CHAPTER X. MARKED MONEY.
Mary had scarcely received from Aggie an account of Cassidy's
threatening invasion, when the maid announced that Mr. Irwin had
called.
"Show him in, in just two minutes," Mary directed.
"Who's the gink?" Aggie demanded, with that slangy diction which
was her habit.
"You ought to know," Mary returned, smiling a little. "He's the
lawyer retained by General Hastings in the matter of a certain
breach-of-promise suit."
"Oh, you mean yours truly," Aggie exclaimed, not in the least
abashed by her forgetfulness in an affair that concerned herself
so closely. "Hope he's brought the money. What about it?"
"Leave the room now," Mary ordered, crisply. "When I call to you,
come in, but be sure and leave everything to me. Merely follow
my lead.

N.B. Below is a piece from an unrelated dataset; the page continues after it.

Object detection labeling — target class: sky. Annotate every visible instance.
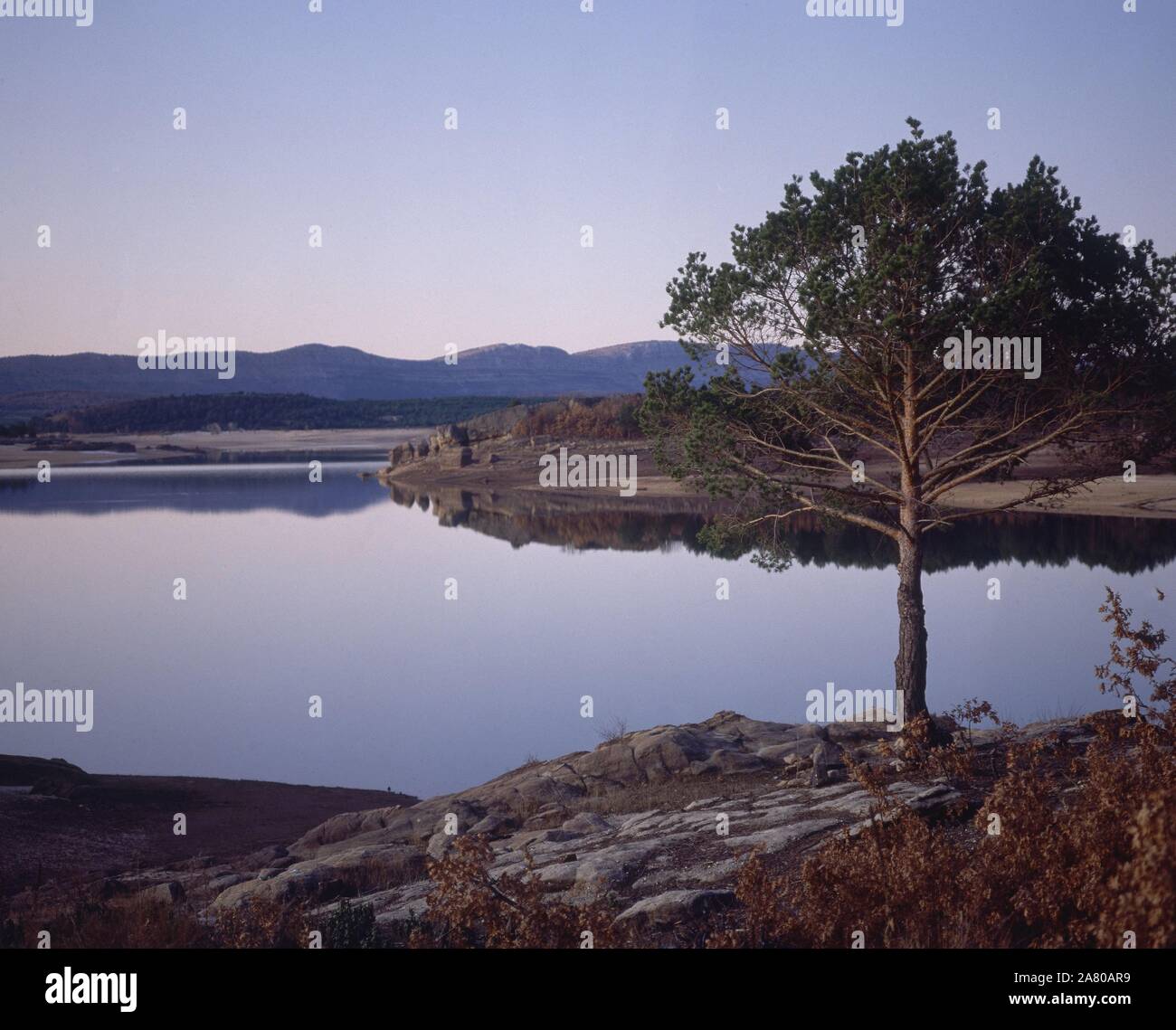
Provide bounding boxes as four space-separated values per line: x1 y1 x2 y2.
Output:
0 0 1176 357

And, Agnes--be very ingenue."
"Oh, I'm wise--I'm wise," Aggie nodded, as she hurried out toward
her bedroom. "I'll be a squab--surest thing you know!"
Next moment, Mary gave a formal greeting to the lawyer who
represented the man she planned to mulct effectively, and invited
him to a chair near her, while she herself retained her place at
the desk, within a drawer of which she had just locked the
formidable-appearing document received from Harris.